If you make a claim like the above, it's rather good to support it
with some evidence. :-)
-----Original Message-----
From: Moore, Robert
Sent: Monday, November 26, 2018 2:33 PM
To: Schmauss, Erik <erik.schmauss@xxxxxxxxx>; Rafael J. Wysocki <rjw@xxxxxxxxxxxxx>; Hans de Goede <hdegoede@xxxxxxxxxx>
Cc: Len Brown <lenb@xxxxxxxxxx>; linux-acpi@xxxxxxxxxxxxxxx; devel@xxxxxxxxxx
Subject: RE: [PATCH 4.20 regression fix] ACPICA: Fix handling of buffer-size in acpi_ex_write_data_to_field()
Looks like another round of issues with the completely ill-defined generic serial bus. Below is a summary of the problems we have seen with the Length field.
I have not had time to completely read through this thread yet, so I'm posting some text that I wrote a month or two ago.
Let me say this, however:
The biggest (and it is very big) issue is that the GenericSerialBus interfaces are so poorly defined in the ACPI specification that any implementation simply must guess at the proper behavior (Both the ACPI implementation and any related drivers).
Bob
Problems with these ACPI chapters:
5.5.2.4.6.2 Declaring and Using a GenericSerialBus Data Buffer
5.5.2.4.6.3 Using the GenericSerialBus Protocols
1) All of the ASL code examples do not compile due to syntax errors. There are
10 such examples, often with multiple syntax errors.
2) The basic/common data buffer format is not fully defined:
typedef struct
{
BYTE Status; // Byte 0 of the data buffer
BYTE Length; // Byte 1 of the data buffer
BYTE[x-1] Data; // Bytes 2-x of the arbitrary length data buffer,
} // where x is the last index of the overall buffer
The "Length" field is not defined. Is it the length of "Data" or the Length of the entire structure (Status + Length + Data)?
The example code from the spec illustrates how the "Length" term in the structure above is undefined.
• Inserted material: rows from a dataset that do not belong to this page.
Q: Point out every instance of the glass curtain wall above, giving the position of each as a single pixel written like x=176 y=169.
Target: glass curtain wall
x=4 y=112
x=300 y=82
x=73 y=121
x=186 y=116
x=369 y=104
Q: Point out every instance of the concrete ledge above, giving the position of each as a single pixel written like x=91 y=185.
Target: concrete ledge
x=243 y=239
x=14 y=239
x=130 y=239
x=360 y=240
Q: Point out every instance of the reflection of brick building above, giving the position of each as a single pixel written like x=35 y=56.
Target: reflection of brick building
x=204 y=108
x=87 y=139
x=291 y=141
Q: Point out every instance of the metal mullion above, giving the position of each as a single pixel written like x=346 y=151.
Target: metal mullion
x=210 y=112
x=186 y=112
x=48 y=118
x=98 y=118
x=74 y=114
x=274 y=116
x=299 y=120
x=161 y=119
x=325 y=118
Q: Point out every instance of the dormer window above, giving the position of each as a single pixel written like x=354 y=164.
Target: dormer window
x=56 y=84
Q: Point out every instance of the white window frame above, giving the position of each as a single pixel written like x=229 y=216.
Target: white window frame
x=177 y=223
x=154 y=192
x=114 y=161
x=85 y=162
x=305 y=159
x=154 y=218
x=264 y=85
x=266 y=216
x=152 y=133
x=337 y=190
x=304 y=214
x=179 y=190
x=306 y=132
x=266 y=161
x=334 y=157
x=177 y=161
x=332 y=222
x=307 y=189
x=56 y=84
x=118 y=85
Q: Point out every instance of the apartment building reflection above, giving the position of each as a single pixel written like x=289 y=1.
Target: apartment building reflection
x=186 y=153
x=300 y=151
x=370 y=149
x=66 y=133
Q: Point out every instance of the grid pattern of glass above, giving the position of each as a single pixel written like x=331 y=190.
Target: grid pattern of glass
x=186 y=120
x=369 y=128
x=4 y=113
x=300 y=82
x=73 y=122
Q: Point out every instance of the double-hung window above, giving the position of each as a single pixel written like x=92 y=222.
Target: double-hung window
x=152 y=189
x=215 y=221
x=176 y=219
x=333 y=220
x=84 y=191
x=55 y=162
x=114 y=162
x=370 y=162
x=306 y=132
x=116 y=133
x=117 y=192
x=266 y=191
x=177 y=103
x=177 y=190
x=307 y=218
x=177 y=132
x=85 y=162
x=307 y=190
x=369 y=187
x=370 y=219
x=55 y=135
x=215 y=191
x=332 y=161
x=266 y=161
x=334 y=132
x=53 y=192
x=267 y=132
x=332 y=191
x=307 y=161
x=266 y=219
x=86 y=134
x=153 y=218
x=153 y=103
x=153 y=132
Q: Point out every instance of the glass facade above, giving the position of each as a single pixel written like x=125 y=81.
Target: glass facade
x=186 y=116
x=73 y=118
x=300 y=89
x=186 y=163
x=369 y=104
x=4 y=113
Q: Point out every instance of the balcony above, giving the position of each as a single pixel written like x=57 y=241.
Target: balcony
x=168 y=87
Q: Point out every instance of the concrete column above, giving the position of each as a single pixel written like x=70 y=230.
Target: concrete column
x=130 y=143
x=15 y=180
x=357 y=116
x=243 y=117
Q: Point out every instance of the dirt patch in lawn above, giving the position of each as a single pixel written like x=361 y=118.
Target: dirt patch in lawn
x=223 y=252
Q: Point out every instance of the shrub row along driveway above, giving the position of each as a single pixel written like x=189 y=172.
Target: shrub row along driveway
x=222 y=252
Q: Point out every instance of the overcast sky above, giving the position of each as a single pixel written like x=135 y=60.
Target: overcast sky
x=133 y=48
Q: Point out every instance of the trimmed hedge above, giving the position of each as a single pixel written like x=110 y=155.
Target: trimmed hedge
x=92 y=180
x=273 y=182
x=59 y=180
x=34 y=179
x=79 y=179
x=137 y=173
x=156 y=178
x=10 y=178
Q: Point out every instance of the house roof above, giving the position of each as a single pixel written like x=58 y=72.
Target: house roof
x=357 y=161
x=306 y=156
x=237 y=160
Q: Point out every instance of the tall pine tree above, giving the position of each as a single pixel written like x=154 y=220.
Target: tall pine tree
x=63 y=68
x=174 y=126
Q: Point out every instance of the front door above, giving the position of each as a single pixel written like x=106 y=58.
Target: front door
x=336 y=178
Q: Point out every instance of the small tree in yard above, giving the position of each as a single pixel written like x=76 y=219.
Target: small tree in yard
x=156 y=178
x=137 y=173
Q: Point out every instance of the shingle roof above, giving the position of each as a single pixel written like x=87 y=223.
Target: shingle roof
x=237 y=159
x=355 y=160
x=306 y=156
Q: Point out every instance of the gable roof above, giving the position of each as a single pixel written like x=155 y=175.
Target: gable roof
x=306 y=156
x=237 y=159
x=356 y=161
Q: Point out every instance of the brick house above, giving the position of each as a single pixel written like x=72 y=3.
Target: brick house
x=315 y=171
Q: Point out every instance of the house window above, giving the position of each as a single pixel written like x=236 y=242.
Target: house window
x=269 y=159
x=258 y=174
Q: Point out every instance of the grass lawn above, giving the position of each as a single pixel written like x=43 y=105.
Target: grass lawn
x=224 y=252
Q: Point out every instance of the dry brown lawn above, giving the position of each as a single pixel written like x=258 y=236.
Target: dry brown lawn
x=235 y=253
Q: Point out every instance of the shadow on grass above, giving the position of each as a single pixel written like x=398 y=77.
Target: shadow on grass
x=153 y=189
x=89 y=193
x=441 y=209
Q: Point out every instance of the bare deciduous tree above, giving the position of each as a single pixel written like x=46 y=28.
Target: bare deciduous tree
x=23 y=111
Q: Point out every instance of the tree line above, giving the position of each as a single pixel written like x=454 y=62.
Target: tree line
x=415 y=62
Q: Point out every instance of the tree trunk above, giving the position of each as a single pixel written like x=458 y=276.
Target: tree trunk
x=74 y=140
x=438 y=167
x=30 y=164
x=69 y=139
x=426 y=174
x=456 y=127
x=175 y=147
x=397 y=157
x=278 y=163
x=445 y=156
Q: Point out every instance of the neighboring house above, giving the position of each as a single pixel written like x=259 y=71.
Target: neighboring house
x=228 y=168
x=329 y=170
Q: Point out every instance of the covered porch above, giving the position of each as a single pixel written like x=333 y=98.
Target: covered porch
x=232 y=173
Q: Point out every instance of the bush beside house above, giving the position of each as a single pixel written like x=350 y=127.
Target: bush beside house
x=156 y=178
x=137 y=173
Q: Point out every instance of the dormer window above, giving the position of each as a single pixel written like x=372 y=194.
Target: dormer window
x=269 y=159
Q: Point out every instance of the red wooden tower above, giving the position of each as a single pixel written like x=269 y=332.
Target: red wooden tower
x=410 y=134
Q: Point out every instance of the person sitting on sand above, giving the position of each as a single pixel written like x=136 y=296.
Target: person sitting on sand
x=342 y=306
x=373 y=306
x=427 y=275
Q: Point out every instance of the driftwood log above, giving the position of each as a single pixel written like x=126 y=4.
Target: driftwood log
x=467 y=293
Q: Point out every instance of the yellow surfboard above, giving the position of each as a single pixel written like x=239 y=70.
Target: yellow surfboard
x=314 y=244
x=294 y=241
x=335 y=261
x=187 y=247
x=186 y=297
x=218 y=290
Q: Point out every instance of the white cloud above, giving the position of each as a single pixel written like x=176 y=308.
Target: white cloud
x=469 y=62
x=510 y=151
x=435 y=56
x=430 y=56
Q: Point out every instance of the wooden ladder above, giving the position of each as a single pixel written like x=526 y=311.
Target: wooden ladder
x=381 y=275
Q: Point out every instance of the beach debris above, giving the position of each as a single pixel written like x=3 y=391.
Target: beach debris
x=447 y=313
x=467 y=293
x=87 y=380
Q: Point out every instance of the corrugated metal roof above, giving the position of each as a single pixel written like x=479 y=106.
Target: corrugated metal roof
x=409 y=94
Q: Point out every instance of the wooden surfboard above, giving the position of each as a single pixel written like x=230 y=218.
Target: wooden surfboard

Again, is it the "length of entire structure" or is it the "length of the Data element"?. The example code makes it appear that it is the length of the entire structure, but it is not fully clear because it is wrong in either case:
Name(BUFF, Buffer(34)()) // Create GenericSerialBus data buffer
as BUFF
CreateByteField(BUFF, 0x00, STAT) // STAT = Status (Byte)
CreateByteField(BUFF, 0x01, LEN) // LEN = Length (Byte)
CreateField(BUFF, 0x10, 256, DATA) // Data (Block)
Store("ACPI", DATA) // Fill in outgoing data
Store(8, LEN) // Length of the valid data
(Actually should be 6? Or should it be 4?)